VOD Review: Zootopia.
Disney’s animal menagerie has big visuals and a social message in addition to cute bunnies.
Did you miss Zootopia when it was dominating the box office? This Oscar nominated animated feature is worth a second look. While it may not be the most original creature, Zootopia is packed with some excellent animation, enjoyable characters, and themes like confronting bias, understanding privilege, and encouraging diversity that are handled in a mostly effective manner, though the film does itself rely on some stock characterization. There’s plenty of pop culture references to entertain adults while providing an uplifting message for children.
Judy Hopps (Ginnifer Goodwin,) a young bunny living on a carrot farm, dreams of moving to Zootopia and becoming the first ever rabbit policewoman. After working twice as hard as the rest of her class, she is finally selected to serve in Zootopia’s police force…as a meter maid. Zootopia, a mega city that is divided into different biomes to accommodate nearly all creatures, may not be as perfect of an animal utopia as she was led to believe. Bunnies are still seen as cute and dumb, foxes as sly and conniving, and predators dominate the halls of power while being feared by their herbivore citizenry. When some predators go missing, Judy disobeys orders and investigates the case. Along with a reluctant fox informant, Nick (Jason Bateman,) she discovers a conspiracy to divide Zootopia along traditional hunter/prey lines.
The cast of Zootopia is a mixed bag. Judy and Nick are dynamic and engaging, which helps keep the plot grounded. The rest of the creatures are mostly one note. It is a bit strange for a movie that has at heart a message of non-judgement. Most of the animals have exactly the personality you would expect based on their species, or else have exactly the opposite personality. It gets a touch repetitive. Chief Bogo, voiced by Idris Elba, is just the stubborn, irascible type you’d figure a cape buffalo to be. A weasel is shifty, an elephant is stodgy, and a sloth is slow. Except for when he’s in a sports car. There’s not really any nuance, and most of the characters are pretty binary.
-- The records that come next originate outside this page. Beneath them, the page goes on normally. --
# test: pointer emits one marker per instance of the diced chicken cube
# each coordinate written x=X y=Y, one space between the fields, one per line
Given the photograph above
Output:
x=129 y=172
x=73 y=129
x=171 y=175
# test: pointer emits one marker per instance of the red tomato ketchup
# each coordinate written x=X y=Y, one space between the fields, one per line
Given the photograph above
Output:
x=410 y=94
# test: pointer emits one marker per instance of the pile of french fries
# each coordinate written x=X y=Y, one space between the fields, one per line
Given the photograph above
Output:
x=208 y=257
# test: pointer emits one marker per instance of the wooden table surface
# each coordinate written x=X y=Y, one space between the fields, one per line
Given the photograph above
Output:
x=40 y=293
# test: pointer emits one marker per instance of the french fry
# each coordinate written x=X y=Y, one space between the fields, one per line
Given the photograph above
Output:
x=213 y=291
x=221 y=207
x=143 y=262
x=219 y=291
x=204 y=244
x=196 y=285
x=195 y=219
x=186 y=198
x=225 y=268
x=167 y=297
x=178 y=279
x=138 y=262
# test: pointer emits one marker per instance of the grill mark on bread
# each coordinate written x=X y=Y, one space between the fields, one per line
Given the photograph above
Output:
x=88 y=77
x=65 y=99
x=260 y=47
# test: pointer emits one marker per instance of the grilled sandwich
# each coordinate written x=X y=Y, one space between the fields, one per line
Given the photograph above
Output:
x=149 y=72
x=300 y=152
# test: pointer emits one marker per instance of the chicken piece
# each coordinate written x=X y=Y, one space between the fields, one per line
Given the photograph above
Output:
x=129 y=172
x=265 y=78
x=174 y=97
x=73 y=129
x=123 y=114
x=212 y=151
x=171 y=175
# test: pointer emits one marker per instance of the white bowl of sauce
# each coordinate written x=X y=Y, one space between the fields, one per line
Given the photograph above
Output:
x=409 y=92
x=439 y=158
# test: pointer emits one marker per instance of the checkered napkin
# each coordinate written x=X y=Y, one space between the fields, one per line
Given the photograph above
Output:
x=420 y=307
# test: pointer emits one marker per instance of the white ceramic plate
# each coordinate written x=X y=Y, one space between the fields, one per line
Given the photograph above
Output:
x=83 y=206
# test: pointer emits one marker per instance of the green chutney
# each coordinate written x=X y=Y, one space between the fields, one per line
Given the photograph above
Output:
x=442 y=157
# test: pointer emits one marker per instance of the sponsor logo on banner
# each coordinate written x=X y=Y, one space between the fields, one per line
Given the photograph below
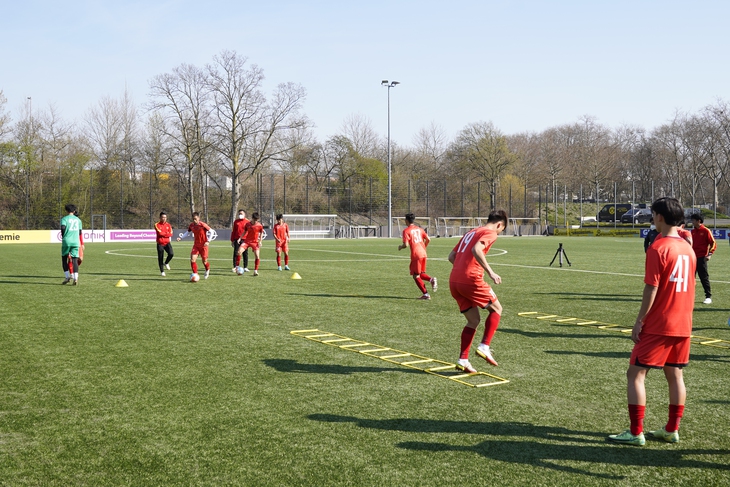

The inflexibility of the cast hurts the social messaging. Judy and Nick manage to confront preconceived notions each has about the other, and they grow as characters in fits and starts. In a nice touch, Judy actually ends up being prejudiced precisely when she thinks she’s being PC and fair. Nick pretty much tells her to check her privilege, and it’s a nice way to keep the message from being preachy. Just because you’re hyper aware of group identity doesn’t mean you can’t fall into easy and offensive stereotypes yourself.
Judy learns her lesson, but the movie itself seems to want it both ways. It may talk a good game about not judging an animal by its spots, but it sure indulges in plenty of throw away jokes about animals being exactly their stereotypes. Having one or two major characters play against type is just another instance: the joke only works because we expect them to be a certain way, and the movie is trading on that.
While I did not originally understand why this film was picked for an Oscar nomination over some really deserving films abroad, Disney does flex some technical muscle. There are lavish settings and some really stunning rain and snow effects that are as good as any I’ve seen in a cartoon, even in this digitally driven era. Between Moana, Frozen, and Zootopia, it seems that Disney has really nailed their approach to physics-driven weather effects. It’s a small touch, but another step towards creating CG landscapes that are photo-realistic. When we cross the uncanny valley, we won’t need to worry about the weather at least.
Run Through the Jungle.
Zootopia sets a brisk pace with three acts. We have Judy training to make her dreams come true, her discovery that both she and Zootopia are not as egalitarian as she thought, and then her acceptance of her abilities and flaws in order to solve the case. The film moves at a sprint for most of the run-time, and it works. We get a chance to see many facets of the city, meet lots of characters, and still have a solid crime thriller with a few big twists.
That’s All Folks!
Zootopia is a fun film that has quite a few nice touches. The visuals are excellent, and story is brisk and exciting, and the main characters are both enjoyable. On top of the solid animation, Zootopia endeavors to have a timely message about stereotyping and overcoming one’s environment, but is only marginally successful in this. Like our hero and the city she loves, this film has a few blemishes. Luckily, like Judy, the film manages to overcome most of them and remain an all-around good time.